Feider finds his reaction bait duo fits just about any angle he wants to hit on a floating dock, unless the fish push shallow.
“If they get on the walkways in 10 feet or less, then I’ll start thinking about fishing a jig on the bottom,” he said. “Whatever I’m throwing I use 20-pound fluorocarbon. I don’t play around with dock fish.”
Tactical dock fishing tips
Addressing some of the common dock considerations he faces, Feider offered these pointers.
Tight is right: In those longer slips for yachts and houseboats, Feider knows the sweet spot is that back corner where the finger intersects the main dock. It’s no guarantee, but if a big one’s in there, that’s where it will be.
“It’s a hard cast to make because you only have a foot or two right or left (between boat and dock),” Feider said. “I tend to hit where I’m looking, but sometimes, your eyes are attracted to what you don’t want to hit. You’re worried about the boat, the cable, a rope, or whatever; if you stare at it, you end up hitting it.”

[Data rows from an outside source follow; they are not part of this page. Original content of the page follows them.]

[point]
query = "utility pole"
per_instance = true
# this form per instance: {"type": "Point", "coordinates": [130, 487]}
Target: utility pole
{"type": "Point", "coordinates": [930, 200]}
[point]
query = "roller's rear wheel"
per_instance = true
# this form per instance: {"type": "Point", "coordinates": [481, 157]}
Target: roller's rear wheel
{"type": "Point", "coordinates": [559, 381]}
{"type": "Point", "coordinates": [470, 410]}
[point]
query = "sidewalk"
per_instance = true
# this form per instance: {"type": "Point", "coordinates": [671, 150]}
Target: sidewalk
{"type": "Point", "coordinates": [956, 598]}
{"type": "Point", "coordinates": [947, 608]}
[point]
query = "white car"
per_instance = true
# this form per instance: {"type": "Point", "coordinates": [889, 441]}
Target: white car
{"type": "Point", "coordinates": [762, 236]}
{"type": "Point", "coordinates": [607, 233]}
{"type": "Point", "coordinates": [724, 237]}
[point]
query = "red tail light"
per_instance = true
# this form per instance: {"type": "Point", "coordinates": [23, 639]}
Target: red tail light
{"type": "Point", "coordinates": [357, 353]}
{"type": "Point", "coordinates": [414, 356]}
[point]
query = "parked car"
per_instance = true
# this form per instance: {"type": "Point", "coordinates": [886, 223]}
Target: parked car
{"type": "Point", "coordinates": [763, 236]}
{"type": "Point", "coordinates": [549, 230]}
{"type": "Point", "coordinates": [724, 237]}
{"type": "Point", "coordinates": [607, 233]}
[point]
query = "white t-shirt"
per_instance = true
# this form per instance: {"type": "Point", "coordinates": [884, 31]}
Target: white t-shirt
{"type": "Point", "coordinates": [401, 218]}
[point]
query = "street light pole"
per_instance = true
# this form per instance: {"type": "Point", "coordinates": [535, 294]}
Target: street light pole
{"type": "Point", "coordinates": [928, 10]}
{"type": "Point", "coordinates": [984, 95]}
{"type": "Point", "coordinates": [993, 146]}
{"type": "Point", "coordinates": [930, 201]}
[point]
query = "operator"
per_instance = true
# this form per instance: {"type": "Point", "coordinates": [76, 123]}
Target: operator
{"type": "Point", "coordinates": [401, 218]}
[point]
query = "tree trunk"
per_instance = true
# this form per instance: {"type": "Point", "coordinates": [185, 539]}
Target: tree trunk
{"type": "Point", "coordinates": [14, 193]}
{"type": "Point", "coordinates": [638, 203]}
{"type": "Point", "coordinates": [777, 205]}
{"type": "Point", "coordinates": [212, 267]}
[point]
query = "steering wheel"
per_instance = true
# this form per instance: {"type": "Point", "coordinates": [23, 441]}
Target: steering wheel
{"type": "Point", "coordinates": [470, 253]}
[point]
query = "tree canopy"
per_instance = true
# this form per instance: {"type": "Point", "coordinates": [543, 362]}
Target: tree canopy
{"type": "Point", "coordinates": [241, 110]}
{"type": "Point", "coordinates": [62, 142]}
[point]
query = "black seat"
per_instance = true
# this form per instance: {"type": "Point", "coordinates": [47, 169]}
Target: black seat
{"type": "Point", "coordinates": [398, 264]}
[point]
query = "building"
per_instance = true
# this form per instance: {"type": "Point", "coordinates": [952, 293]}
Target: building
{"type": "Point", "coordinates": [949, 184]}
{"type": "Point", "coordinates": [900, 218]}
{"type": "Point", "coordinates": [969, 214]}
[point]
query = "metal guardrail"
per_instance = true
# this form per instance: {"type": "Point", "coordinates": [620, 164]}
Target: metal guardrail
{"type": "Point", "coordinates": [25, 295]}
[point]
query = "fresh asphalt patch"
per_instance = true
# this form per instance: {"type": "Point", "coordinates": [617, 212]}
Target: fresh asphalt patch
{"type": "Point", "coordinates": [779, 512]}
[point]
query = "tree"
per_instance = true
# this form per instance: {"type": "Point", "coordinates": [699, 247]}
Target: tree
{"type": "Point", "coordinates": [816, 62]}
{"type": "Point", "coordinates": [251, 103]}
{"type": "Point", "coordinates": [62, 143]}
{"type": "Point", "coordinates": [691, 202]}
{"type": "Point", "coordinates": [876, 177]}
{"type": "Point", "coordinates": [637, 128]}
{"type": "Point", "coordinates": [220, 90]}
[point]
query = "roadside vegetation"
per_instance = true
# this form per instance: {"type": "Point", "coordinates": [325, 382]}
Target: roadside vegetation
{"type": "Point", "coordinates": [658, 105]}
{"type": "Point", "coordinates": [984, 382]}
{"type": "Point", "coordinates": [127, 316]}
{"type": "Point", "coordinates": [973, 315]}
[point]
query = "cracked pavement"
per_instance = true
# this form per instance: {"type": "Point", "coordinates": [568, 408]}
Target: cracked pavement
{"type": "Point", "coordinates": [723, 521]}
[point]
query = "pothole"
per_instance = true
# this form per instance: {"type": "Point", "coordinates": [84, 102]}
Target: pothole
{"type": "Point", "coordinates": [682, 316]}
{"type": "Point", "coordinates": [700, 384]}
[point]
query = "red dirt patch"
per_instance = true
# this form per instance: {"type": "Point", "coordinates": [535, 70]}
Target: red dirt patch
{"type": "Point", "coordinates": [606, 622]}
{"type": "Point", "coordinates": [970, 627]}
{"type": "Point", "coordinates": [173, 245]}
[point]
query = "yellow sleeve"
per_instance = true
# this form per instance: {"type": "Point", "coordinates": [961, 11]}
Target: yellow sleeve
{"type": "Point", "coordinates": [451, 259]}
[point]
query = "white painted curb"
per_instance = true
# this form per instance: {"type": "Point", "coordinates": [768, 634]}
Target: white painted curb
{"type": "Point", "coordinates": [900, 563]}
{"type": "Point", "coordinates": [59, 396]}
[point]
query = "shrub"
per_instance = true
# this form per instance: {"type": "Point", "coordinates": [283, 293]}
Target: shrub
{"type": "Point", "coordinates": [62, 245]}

Understandably, performance anxiety runs high in such scenarios, and the pressure of threading this needle often compels anglers to simply bypass these potential gold mines. In fairness, Feider’s been doing this for a while, but he said success awaits those willing to put in the time.
“Go to an empty slip and practice before you get around a bunch of boats,” he said. “When you’re first starting out, you’re going to make a bunch of bad casts so you don’t want to (inflict) a bunch of property damage.”
Grass and bass: When Feider placed second at the 2020 Elite on Lake Champlain, he leveraged a shallow marina for key largemouth bites. In this weed-choked facility, he found his kickers by pitching a jig to holes in the grass where resident boats had blocked the growth.
Send it: Feider’s parting advice addresses the skill that plagues most anglers (including the guy who just typed that sentence) — skipping. Yeah, a lot of it’s muscle memory, but he points out, your tooling plays a big role here.
“Don’t fill your baitcaster to the brim, keep that line 3/4 full and that will cut down on backlashing,” Feider said. “Realistically, when you’re skipping, you don’t need 100 feet or more.”
Get to the point: When skipping docks, Feider threads his trailer onto the hook, rather than hanging it. This yields a tighter profile and a flat edge that creates more skipping surface.